Process and scheduling
- kill / killall — send signals to processes
- taskset — set or retrieve a process's CPU affinity
- chrt — manipulate real-time attributes of a process
- ionice — set or get I/O scheduling class and priority
- prlimit — get and set process resource limits
- nsenter — enter namespaces of another process
- unshare — run a program in new namespaces

Terminal and login
- login — sign in
- agetty — alternative Linux getty (manages terminal lines)
- su — substitute user identity
- runuser — run a command with substitute user and group ID
- wall — send a message to all logged-in users
- mesg — control write access to your terminal
- script / scriptreplay / scriptlive — record and replay terminal sessions
- setterm — set terminal attributes

Clock and time
- hwclock — read or set the hardware clock
- timedatectl — control the system time and date (actually systemd, but closely related)

Miscellaneous but important
- flock — manage locks from shell scripts
- uuidgen — generate a UUID
- rename — rename files (the non-Perl version)
- column — columnate lists (you use this constantly in shell scripts)
- rev — reverse lines of a file
- look — display lines beginning with a given string
- cal — display a calendar
- hexdump / xxd — display file contents in hex
- strings — print printable strings in a binary file
- more / less — pagers (yes, more ships with util-linux on most distros)
- whereis — locate binary, source, and man pages for a command
- logger — shell command interface to syslog
- ipcs / ipcrm — IPC resource reporting and removal
- choom — adjust OOM score for a process

touch specifically lives in GNU coreutils, not util-linux — which is why man touch will show a coreutils man page.

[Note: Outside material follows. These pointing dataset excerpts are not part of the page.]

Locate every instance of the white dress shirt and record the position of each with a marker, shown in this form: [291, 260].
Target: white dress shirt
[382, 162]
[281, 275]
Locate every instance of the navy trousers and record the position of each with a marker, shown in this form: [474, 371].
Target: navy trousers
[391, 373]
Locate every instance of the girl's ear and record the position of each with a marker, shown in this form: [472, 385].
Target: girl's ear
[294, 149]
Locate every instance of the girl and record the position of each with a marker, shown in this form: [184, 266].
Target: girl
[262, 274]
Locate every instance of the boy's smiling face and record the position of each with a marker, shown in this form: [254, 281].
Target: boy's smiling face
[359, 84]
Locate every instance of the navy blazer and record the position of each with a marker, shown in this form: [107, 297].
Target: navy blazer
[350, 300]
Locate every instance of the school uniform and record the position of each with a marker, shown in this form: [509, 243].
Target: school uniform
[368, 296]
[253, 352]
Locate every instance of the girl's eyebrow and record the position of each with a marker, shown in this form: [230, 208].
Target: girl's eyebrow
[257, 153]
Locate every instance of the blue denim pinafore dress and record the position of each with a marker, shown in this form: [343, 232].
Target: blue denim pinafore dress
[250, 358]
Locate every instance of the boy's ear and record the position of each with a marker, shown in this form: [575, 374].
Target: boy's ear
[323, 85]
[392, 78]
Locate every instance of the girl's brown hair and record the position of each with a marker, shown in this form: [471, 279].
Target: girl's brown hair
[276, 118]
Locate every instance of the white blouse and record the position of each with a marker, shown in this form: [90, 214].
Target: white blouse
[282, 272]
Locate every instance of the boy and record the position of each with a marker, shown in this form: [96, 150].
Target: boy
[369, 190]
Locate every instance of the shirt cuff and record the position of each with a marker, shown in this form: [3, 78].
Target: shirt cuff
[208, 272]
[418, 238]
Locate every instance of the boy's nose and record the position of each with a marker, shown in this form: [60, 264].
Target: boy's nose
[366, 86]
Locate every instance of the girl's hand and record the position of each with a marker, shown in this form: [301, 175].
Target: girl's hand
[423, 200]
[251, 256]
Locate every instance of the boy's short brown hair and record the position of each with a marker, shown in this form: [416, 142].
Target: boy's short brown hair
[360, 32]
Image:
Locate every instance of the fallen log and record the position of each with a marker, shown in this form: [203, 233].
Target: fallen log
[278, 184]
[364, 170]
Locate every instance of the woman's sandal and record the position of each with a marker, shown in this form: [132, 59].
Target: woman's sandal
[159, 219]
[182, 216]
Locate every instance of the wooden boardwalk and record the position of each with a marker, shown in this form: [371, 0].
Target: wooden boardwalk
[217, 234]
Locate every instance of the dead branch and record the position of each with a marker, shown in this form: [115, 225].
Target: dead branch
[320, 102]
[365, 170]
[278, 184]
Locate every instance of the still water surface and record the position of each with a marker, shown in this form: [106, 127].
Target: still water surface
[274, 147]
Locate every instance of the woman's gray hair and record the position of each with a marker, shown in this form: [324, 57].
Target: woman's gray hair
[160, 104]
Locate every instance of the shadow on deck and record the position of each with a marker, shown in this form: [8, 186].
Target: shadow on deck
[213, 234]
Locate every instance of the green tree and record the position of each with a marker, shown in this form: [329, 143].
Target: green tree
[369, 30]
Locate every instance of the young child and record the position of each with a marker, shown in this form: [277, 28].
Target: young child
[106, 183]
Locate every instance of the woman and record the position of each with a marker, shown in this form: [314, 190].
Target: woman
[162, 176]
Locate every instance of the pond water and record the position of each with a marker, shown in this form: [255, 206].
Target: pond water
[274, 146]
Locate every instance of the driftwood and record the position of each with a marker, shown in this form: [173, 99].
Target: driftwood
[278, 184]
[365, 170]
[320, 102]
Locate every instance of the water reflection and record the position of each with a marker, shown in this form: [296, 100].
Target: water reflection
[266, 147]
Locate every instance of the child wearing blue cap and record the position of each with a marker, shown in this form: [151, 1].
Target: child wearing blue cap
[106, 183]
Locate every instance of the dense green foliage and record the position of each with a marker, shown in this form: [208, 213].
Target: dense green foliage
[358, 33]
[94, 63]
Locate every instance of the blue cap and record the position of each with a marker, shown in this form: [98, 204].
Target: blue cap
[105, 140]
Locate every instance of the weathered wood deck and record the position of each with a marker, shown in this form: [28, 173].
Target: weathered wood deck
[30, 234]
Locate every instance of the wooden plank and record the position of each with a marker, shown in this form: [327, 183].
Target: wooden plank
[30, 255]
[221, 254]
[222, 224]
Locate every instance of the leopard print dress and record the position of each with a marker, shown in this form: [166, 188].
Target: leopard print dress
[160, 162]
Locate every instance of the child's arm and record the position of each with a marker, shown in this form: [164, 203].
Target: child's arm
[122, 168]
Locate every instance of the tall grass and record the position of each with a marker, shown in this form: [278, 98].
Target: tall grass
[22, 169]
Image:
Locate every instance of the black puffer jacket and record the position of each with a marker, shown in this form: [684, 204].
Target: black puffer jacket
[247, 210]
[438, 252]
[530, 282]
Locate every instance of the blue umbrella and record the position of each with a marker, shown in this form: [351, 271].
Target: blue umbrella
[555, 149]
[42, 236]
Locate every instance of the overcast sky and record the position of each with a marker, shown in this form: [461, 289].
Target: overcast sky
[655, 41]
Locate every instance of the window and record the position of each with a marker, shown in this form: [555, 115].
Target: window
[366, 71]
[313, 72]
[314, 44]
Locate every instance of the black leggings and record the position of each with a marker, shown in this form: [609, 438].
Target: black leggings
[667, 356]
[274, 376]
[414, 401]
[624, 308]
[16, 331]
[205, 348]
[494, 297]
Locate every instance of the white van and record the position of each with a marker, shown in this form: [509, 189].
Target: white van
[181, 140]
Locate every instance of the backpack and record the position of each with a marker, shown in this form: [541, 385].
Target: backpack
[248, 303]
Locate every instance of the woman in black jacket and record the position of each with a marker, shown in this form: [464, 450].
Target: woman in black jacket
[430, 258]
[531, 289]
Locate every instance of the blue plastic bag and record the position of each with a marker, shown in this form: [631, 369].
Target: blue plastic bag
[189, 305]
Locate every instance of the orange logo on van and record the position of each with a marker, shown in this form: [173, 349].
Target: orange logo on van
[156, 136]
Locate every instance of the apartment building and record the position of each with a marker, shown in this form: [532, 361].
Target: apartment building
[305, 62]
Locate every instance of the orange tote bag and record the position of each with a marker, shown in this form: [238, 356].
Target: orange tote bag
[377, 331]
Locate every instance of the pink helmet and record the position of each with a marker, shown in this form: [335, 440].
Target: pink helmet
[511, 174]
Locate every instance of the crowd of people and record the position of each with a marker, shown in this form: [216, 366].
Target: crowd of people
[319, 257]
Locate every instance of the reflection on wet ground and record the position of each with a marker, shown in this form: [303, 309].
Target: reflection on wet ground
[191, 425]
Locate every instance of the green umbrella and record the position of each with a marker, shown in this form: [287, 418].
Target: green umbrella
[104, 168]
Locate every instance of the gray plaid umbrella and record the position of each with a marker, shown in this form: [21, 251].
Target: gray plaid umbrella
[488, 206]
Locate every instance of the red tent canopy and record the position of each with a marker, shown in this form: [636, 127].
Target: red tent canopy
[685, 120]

The timestamp manipulation you just used (-t, -d) is coreutils behavior.


Versioning and distributions

util-linux versions track fairly closely with kernel releases. Current stable is in the 2.39–2.40 range. Distros ship different versions:

  • Debian/Ubuntu: apt show util-linux
  • RHEL/Fedora: rpm -qi util-linux
  • Alpine: apk info util-linux

Some utilities have been split into a separate util-linux-extra package on Debian-based systems as of recent releases — things like hexdump, look, ul.


Documentation sources

Primary / upstream
- GitHub repo (source + release notes): https://github.com/util-linux/util-linux
- The Documentation/ directory in the repo contains design notes and internal docs
- Release notes for each version: https://github.com/util-linux/util-linux/releases

Man pages — the authoritative reference for each tool

man lsblk
man flock
man hwclock
# etc.

Online versions of the man pages: https://man7.org/linux/man-pages/ — Michael Kerrisk's site, the most complete and well-maintained online man page mirror.

kernel.org
- https://www.kernel.org/pub/linux/utils/util-linux/ — release tarballs

Distro-specific
- Arch Wiki covers many util-linux tools in depth with practical usage examples: https://wiki.archlinux.org — search by tool name
- Debian package tracker: https://packages.debian.org/util-linux

Books
- The Linux Command Line by William Shotts covers many of these tools in a practical context
- Linux System Programming by Robert Love goes deeper on the kernel interfaces these tools wrap


The most useful habit is just man <tool> — the util-linux man pages are unusually well written compared to much of the Linux ecosystem, and Karel Zak's team keeps them current with each release.